In occasione della Giornata internazionale per l’eliminazione della violenza contro le donne, Bellinzona ha scelto di lanciare un forte segnale contro la violenza di genere con un’azione simbolica e concreta. Su proposta delle 19 consigliere comunali, è stata installata una panchina rossa in piazza Simen, dedicata alla sensibilizzazione su questo tema cruciale.
Un messaggio forte e un aiuto pratico
La panchina riporta una frase potente: “Se domani tocca a me, voglio essere l’ultima”, ispirata a una poesia dell’attivista peruviana Cristina Torres-Cáceres, scritta dopo un caso di femminicidio in Messico nel 2017. Oltre al messaggio, un codice QR è stato integrato nella struttura. Scansionandolo, i cittadini possono accedere alla pagina dedicata sul sito ufficiale della città (www.bellinzona.ch/sosviolenza), che offre informazioni utili e contatti per chi subisce o assiste a situazioni di violenza.
Un’iniziativa corale
Le promotrici dell’iniziativa, rappresentanti del Consiglio comunale, esprimono soddisfazione: «Coinvolgere tutte le donne del Consiglio in un progetto condiviso è stato un grande traguardo. Si tratta di una prima assoluta per Bellinzona e di un segnale forte rivolto all’intera comunità». La frase incisa sulla panchina sottolinea l’urgenza di combattere ogni forma di violenza di genere, sensibilizzando la popolazione sull’importanza di agire.

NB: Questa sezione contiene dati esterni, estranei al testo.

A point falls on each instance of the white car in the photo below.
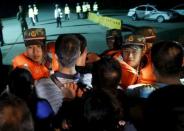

Una piattaforma di supporto
La pagina dedicata offre una panoramica della problematica e raccoglie i numeri utili per denunciare situazioni di abuso. È pensata per supportare sia le vittime che chiunque sia testimone di atti di violenza. L’obiettivo è creare consapevolezza e offrire strumenti concreti per affrontare questa piaga sociale.